De retour en Guinée, Amara s’est rendu chez la famille. ‘’Ils étaient sur le point de lui envoyer encore 10 millions GNF. Je leur ai dit de ne pas envoyer d’argent, que c’était une arnaque. J’ai fait des recherches pour les convaincre que Safi n’était pas en Tunisie, mais retenue en Sierra Leone. Au début, la maman se méfiait de moi. Elle pensait que je faisais partie du réseau. Après une longue discussion, elle a compris que je voulais l’aider’’, souligne-t-il.

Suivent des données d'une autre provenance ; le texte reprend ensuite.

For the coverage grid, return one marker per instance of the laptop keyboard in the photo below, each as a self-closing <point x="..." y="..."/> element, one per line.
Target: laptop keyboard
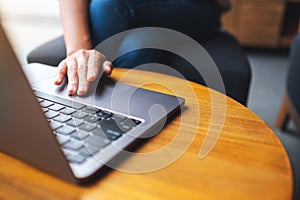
<point x="81" y="130"/>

Un rendez-vous manqué à Dubréka
Pour tenter d’identifier Souleymane Sylla, un rendez-vous avait été fixé au Km 5 à Dubreka,, afin de lui remettre les 10 millions GNF restants. Mais il s’est désisté à la dernière minute, prétextant être à N’Zérékoré.
‘’On devait le rencontrer ce mardi à 10 heures. Il nous a dit qu’il est à Nzérékoré. Comme il a compris que nous voulions l’identifier, il refuse de nous rencontrer. Ils envoient même des photos de Safi générées par l’intelligence artificielle pour faire croire à sa mère qu’elle travaille dans un atelier de couture en Tunisie. Alors que c’est faux’’, dénonce Amara Doumbouya.
En ma présence, la maman de Safiatou Camara a échangé avec Souleymane Sylla. Elle lui a reproché de ne pas respecter son engagement.
‘’Je ne suis pas tranquille, je bouge beaucoup. Je détiens l’argent de beaucoup de personnes pour les papiers. Il ne faut pas dire que si vous ne me voyez pas, vous n’allez pas verser l’argent. Si vous n’envoyez pas son argent, vous allez la fatiguer. Donc, il faut envoyer l’argent. Si c’est pour me voir, il n’y a aucun problème. On va se voir dès que j’aurai fini de régler les papiers des gens’’, s’est-il défendu.